14 Apr 2022 | Professional golf |
Comment: Why the Presidents Cup is important for Australian golf
by Martin Blake
The Presidents Cup is good, really good. That’s why it’s important to the future of Australian golf now that it’s coming back in 2028.
For geographical and financial reasons, we don’t often get fields of that quality for tournament golf in this country. It’s relatively rare for golf to be front and centre here, but in Presidents Cup weeks, that can happen unquestionably.
The concept works, in a funny way, perhaps because it’s team matchplay, so simple to gauge for any fan.
The atmosphere is awesome, more like a celebration of the game than anything, and less combative than, say, the Ryder Cup has become.
And while the idea is technically flawed in the sense that the US generally wins, somehow it doesn’t seem to matter that much to people. I mean, the US has won 11 of 13 competitions since this started in 1994, the International team won just once, in 1998 under Peter Thomson, and they tied once, memorably at Fancourt in South Africa in 2003 when darkness halted an epic playoff between Tiger Woods and Ernie Els.
It’s lopsided, and the US gets the advantage of the team galvanising as one nation as opposed to the rainbow colours of the International team, which is drawn from all other nations bar European countries.
But somehow, it succeeds, perhaps because as they say, it is what it is. A bunch of the best golfers in the world picking teams and playing against each other head-to head. And they don’t even get paid prizemoney!

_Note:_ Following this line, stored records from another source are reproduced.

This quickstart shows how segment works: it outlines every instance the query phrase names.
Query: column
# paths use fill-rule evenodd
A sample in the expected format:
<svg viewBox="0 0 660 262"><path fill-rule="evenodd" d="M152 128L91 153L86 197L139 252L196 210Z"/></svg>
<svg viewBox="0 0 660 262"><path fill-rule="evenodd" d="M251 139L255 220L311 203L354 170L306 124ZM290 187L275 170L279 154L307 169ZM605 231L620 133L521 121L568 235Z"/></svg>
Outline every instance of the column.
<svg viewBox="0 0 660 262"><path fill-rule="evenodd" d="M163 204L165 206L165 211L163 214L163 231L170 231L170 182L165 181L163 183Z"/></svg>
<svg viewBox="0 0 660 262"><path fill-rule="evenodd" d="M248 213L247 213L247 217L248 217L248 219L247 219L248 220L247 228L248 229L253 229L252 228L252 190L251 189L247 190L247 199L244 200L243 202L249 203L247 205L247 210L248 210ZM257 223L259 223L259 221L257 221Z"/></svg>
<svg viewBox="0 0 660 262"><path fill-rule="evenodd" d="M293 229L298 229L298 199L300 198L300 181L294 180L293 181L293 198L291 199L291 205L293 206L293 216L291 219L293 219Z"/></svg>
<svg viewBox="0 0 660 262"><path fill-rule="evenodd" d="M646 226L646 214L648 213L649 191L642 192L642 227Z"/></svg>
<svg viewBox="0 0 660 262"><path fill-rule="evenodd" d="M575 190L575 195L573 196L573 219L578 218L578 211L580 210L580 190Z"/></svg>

For it to continue working you need the Internationals to stay competitive, and 2019 at Royal Melbourne was a great example. There, under Els’ captaincy and with 10-deep galleries, the Internationals led for most of the event only to be reeled in deep on the final day.
When Cameron Smith, playing in the third-last singles match, made birdie to beat Justin Thomas, the contest was still alive. Alas, a few minutes later Matt Kuchar sealed it for the US by extracting a guarantee of at least half a point against Louis Oosthuizen.
But this was gripping sport.
A narrative has found its way through for this contest, and it’s this: people are fascinated by the challenge of the underdog. In 2019 the US had five of the top 10 players in the world on its team; the Internationals did not have anyone inside Adam Scott’s No. 18 rank, yet they were highly competitive, almost pulling off the upset.
Tiger Woods was at his awesome best and Royal Melbourne was another star of that week, and it seems the likely venue for 2028. Under the notion of ‘ain’t broken, don’t fix’, there is no real need for the organisers to take it anywhere else. Royal Melbourne is a national treasure.
Some people will argue for a change, but the truth is that with space required for parking, a television compound, an entertainment precinct and merchandise marquees, most clubs in Melbourne are ruled out. Royal Melbourne has two courses and plenty of space, not to mention Sandy Links over the road, and the composite course (created from 12 holes on the west and six on the east) may well be the best course in the world for a golf tournament.
The only other club that I can think of with a shout would be Peninsula Kingswood Country Club, a little farther out but similarly, boasting two courses, meaning that space would not be an issue. The North course, where a Presidents Cup would be played, is amazing as well, and the event would certainly work at PKCC. But it already works at RM, and we know that, so whichever way they go they cannot lose.
Actually it more than works. It’s an amazing opportunity for Australian golf and it’s tantalising to think who might be a star six years’ hence. Elvis Smylie in International colours? Min Woo Lee as the gun for captain Adam Scott’s team?
Walking out of Royal Melbourne that last Sunday in December, 2019, it occurred to me: “This thing is coming back one day.”
I just wasn’t sure how long that would take, and now I probably have my answer.